THERE is a huge appetite among Scottish young people to work in rewilding, according to a charity.

Trees for Life has just finished a landmark three-year skills development project to help 15 people from diverse backgrounds pursue a career in rewilding.

With more than 1000 people registering their interest to take part in the Skills for Rewilding programme across its three-year run, the pioneering project has revealed a significant demand among Scots to find practical ways to help nature and the climate.

The programme welcomed five people each year to the Trees for Life Dundreggan rewilding estate in Glenmoriston where they spent 12 months carrying out hands-on rewilding activities.

Traineeships included tree nursery horticulture, deer management, conservation, landscape planning, digital marketing and community engagement.

To attract a more diverse range of applicants, including those under-represented in the nature restoration field, the project provided each trainee with a bursary and onsite accommodation.

Trees for Life recruited a mix of local young people, women wanting to work in traditionally male-dominated roles and those looking for a career change.

Paul Greaves, Trees for Life manager of the rewilding training programme, said: “For each year, we received hundreds of applications.

“Participants came from a range of backgrounds and previous jobs, including hospitality, retail and construction.

“It’s clear that there is a growing public appetite to help nature in Scotland.

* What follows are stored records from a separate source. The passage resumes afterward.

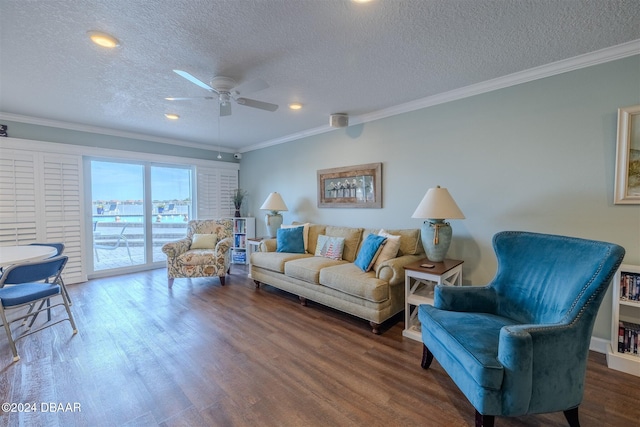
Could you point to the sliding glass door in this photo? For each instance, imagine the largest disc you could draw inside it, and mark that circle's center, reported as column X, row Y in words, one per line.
column 136, row 208
column 171, row 207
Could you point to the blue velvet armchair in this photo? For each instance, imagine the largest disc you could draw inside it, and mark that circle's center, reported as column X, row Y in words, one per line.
column 519, row 345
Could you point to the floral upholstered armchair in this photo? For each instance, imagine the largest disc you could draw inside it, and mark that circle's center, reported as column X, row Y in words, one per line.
column 205, row 252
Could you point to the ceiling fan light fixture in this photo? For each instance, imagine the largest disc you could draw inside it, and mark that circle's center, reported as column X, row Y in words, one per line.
column 103, row 39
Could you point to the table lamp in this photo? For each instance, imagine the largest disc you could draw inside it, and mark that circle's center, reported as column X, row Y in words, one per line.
column 436, row 206
column 274, row 203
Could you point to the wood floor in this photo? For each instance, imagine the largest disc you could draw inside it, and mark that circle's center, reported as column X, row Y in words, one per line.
column 205, row 355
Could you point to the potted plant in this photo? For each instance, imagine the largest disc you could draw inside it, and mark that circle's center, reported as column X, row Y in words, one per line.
column 238, row 197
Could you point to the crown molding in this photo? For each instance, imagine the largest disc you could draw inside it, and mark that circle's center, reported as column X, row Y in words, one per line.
column 107, row 131
column 559, row 67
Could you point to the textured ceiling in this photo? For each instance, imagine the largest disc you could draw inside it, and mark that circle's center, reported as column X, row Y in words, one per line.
column 333, row 56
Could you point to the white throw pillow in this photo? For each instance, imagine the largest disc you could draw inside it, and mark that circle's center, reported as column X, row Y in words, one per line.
column 305, row 233
column 389, row 250
column 204, row 241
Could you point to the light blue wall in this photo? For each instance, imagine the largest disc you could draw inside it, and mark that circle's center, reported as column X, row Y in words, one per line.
column 538, row 156
column 89, row 139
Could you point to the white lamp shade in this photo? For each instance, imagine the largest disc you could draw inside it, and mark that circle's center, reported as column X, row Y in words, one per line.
column 274, row 203
column 438, row 204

Nationally, we need more investment in skills development to harness this potential workforce, which will benefit communities, biodiversity and the climate.”

Heather McGowan from Inverness worked in a bar before undertaking the tree nursery horticulture traineeship this year. She is going to keep working at the Trees for Life nursery at Dundreggan, which grows tens of thousands of native trees each year.

She said: “Skills for Rewilding has really changed my career trajectory. Working at Trees for Life has opened up a whole new world to me. When I go out into the local landscape, I’m more clued up on native trees, plants and wildlife.”

Trees for Life has been rewilding Dundreggan estate in Glenmoriston since 2008, growing native trees from seed and planting new forests.

In spring 2023, the world’s first Rewilding Centre will open at the acclaimed site, making rewilding and its many benefits accessible to many more people.